Why does every log use a different format for the Timestamp?

I am using Stack and Filebeat version 7.13.4 on Windows 10
I have a new log to process and it has a new way to represent the timestamp.
As soon as I figure one out, they throw me another

This one is starts as:

2021/01/31,23:59:38:00,VALUE101

I have simply tried

{
  "description" : "csv pattern",
  "processors" : [
    {
      "csv" : {
        "field" : "message",
        "target_fields" : [
          "date",
          "time",
          "another_field"
        ]
      }
    }
  ]
}

Which works in a simulation, but not in reality. The index is never created.

The filebeat log shows:
........."type":"illegal_argument_exception","reason":"Illegal character inside unquoted field at 217"

I am pretty sure it has to do with the date and time which leads me to how do I parse this date,time format into a Timestamp?

OK, So I do know what I'm doing (sort of). My pipline is working in Dev Tools.
I created a temp index and POSTed a message to it. When I search the index I get the data back and the timestamp is correctly mapped!!!!
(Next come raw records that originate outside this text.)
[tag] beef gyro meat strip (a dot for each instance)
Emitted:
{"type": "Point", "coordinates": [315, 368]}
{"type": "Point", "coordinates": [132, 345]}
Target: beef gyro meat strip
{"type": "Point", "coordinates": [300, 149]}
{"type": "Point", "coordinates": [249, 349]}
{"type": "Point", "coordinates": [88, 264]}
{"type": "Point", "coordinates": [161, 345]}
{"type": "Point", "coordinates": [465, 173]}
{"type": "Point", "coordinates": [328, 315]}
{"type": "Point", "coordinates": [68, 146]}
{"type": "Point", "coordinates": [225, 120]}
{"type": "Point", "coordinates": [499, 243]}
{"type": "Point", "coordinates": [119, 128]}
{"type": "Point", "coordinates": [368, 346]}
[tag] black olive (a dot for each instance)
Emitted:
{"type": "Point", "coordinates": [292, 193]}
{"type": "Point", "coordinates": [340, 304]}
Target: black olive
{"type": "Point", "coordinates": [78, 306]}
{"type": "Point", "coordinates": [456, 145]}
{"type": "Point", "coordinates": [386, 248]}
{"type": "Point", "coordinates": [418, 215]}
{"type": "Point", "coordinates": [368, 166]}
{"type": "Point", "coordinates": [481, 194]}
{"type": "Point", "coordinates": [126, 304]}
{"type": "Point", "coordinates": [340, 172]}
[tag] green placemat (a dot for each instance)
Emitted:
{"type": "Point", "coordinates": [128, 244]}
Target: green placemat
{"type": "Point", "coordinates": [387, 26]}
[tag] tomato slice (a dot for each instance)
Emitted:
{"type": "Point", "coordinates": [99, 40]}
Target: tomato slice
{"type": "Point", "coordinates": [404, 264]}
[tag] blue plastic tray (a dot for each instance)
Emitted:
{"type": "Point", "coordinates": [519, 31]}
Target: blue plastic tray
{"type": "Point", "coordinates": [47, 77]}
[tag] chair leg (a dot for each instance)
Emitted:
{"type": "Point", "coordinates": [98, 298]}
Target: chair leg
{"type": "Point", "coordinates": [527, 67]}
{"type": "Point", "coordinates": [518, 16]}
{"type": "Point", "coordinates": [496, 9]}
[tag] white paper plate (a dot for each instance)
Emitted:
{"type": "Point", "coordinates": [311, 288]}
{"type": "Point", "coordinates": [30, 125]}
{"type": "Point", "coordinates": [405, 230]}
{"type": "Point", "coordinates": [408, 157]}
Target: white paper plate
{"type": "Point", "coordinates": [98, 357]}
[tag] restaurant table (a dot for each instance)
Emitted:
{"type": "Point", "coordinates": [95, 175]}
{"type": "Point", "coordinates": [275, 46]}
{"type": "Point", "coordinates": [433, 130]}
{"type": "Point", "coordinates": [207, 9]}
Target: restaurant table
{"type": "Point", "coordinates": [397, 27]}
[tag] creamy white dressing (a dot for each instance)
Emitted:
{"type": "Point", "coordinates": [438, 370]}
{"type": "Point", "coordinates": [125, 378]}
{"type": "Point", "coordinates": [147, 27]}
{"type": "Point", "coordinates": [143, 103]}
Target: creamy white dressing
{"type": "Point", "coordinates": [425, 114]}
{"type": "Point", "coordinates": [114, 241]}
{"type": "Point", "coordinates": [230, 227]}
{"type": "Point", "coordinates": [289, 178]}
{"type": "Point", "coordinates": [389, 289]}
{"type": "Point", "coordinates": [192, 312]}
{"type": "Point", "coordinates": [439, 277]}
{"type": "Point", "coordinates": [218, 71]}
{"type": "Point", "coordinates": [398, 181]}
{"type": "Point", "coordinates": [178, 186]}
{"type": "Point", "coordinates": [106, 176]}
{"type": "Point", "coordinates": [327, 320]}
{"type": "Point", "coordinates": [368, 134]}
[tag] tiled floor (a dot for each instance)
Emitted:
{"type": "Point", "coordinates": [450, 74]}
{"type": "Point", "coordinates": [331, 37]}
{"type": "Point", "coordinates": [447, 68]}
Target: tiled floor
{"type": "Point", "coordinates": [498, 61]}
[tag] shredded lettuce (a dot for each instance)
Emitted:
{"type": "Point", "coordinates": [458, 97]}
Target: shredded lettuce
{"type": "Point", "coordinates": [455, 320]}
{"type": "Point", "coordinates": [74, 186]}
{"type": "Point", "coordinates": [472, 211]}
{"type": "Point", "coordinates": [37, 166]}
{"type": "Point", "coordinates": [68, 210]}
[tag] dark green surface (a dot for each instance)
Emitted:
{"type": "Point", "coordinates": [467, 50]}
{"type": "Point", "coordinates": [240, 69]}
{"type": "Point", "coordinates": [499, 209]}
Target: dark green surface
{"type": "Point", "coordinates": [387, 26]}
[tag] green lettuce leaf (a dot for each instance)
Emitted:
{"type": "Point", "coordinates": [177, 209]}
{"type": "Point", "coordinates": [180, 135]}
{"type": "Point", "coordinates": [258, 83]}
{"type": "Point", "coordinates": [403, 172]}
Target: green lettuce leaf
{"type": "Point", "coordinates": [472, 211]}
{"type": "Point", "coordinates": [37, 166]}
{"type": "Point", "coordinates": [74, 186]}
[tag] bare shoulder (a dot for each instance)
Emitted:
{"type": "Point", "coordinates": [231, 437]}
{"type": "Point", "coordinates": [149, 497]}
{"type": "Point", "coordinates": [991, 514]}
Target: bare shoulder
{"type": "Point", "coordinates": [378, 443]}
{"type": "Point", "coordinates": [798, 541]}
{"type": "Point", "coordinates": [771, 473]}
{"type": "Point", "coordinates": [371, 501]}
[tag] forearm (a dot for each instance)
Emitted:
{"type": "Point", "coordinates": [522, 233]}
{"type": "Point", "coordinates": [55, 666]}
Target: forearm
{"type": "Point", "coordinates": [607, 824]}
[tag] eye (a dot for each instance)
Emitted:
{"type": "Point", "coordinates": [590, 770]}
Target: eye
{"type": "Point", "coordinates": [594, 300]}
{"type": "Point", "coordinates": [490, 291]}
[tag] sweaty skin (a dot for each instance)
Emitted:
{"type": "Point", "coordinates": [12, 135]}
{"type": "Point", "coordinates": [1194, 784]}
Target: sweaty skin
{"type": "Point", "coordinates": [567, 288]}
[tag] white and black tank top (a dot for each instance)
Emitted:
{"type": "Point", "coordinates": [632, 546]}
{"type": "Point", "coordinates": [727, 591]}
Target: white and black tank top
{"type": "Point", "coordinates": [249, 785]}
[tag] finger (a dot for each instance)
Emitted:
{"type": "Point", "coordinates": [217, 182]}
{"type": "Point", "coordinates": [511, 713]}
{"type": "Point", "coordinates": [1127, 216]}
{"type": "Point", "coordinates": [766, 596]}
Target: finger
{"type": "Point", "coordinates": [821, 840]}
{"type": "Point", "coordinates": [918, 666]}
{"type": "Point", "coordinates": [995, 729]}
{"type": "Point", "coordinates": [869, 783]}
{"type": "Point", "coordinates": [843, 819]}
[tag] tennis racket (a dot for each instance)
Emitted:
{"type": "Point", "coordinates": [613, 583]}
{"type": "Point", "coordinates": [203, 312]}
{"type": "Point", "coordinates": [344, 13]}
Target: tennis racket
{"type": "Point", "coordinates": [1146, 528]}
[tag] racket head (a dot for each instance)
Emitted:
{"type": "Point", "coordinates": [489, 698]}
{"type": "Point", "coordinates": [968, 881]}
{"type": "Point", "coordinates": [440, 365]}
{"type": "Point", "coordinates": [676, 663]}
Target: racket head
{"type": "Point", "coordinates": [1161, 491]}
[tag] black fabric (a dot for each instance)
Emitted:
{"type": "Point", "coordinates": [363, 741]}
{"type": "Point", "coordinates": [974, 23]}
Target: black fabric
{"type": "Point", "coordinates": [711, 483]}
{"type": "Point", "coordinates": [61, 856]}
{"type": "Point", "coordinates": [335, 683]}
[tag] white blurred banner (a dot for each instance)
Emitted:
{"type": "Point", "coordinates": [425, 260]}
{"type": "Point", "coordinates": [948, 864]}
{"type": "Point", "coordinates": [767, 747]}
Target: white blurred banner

So, the problem is not with Elasticsearch, it is in the Filebeat configuration

Which only calls out a pipeline:

output.elasticsearch:

  hosts: ["localhost:9200"]
  pipeline: history_h00_test_pipeline

  index: "fb-hist-%{+yyyy.MM.dd}"

So, what is going wrong with my Filebeat??

Thanks!

Michael

THis is the error just flooding the Filebeat logs:

2021-09-04T11:31:06.295-0500	WARN	[elasticsearch]	elasticsearch/client.go:408	Cannot index event publisher.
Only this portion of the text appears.